Azienda Al-Cantàra was founded in 2005 when the owner, Pucci Giuffrida, who worked in Catania, fell in love with the property. Located high up (650 to 1200 meters) on the northwest slope of the volcano, they farm 20 hectares of land near the Cantara river. The choice of the name “Al- Cantàra”, which in Arabic means “bridge”, aims to emphasize the link between the Sicilian terroir, art and poetry. For these reasons, all the names of the different wines are inspired by the poems of Sicilian authors interpreted, artistically, in their labels.
In the fields, the mostly old vines are densely-planted to volcanic soils, rich in pumice on the northern edges, and full of fluvial deposits on the southern side (near the river). Aside from some experimental Pinot Noir vines, everything is focused on indigenous varieties: Nerello Mascalese, Nerello Capuccio, Carricante, Grecanico. The vines are trained on the espalier method, and everything is done by hand. They are practicing Organic as keeping the land healthy is a prime imperative. Grapes are hand-harvested, and wild yeasts are allowed to go, well, wild, fermenting in primarily stainless steel, with only some wines seeing (old) oak.

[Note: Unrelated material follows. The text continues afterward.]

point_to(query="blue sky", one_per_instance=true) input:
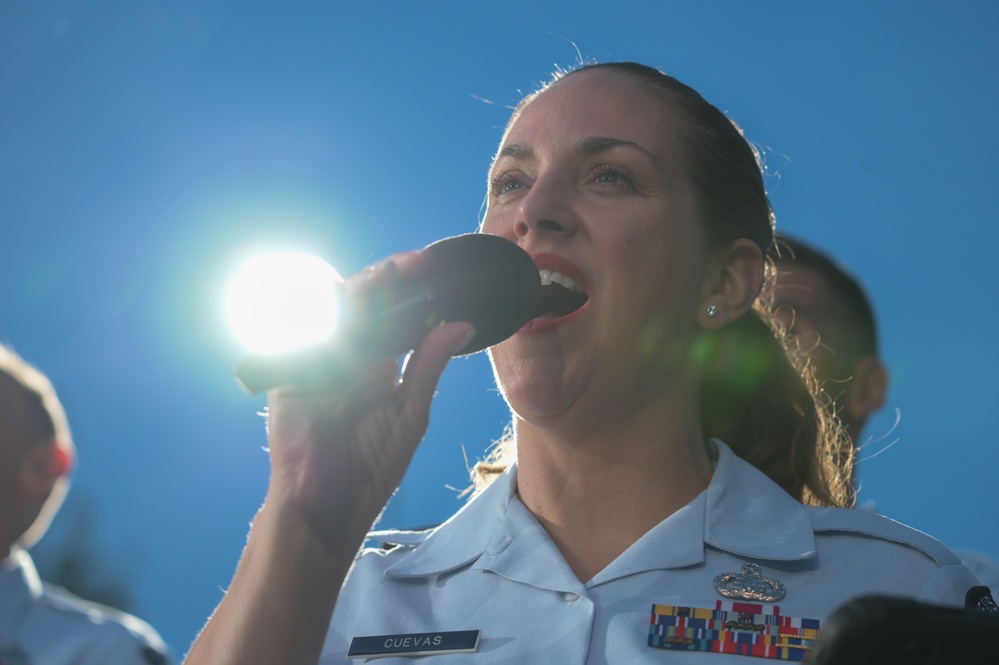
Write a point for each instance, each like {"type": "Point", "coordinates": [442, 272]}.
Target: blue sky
{"type": "Point", "coordinates": [146, 147]}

The wines that come from this are absolutely magnificent. Bright, beautiful fruit is accentuated by strong notes of minerality and bracing acidity to cleanse the palate. Despite the warm region, the high altitude and care taken in the vineyards keeps them light on their feet. And, to be honest, I love their labels, all hand-made by a local artisan to reflect the character of each wine.
The Occhi di Ciumi is a blend of Grecanico and Carricante. It’s a crisp, medium bodied laser beam of white flowers, citrus, green apples and pears, with noticeable minerality and a long, cleansing finish. This is the first wine I tasted of theirs, and I was hooked.
Amuri di Fimmina e Amuri di Matri is their Rosé. But unlike the more traditional 100% Nerello Mascalese wines, this is a blend of that and Nerello Capuccio. It’s a gorgeous, minerally medium-bodied wine with stunning fruit and a long finish.
The La Fata Galanti is full on Nerello Capuccio, with bright red fruit and berry notes backed up by chalky minerals and lovely acidity.
Their Lu Veru Piaciri is usually a blend of both Nerello Capuccio and Mascalese, though in some years it can be just be one or the other. It’s also an Etna Rosso, and man is it amazing, offering gorgeous dark berries with meat undertones and a bright, high acid finish.
There are a few other wines, as you can imagine, but we’re starting off with these as we felt they were the best introductions to their work. I am super excited and proud to be importing them, and want to thank David for his hard work in pushing for them.
Luckily for all of us, they arrive soon.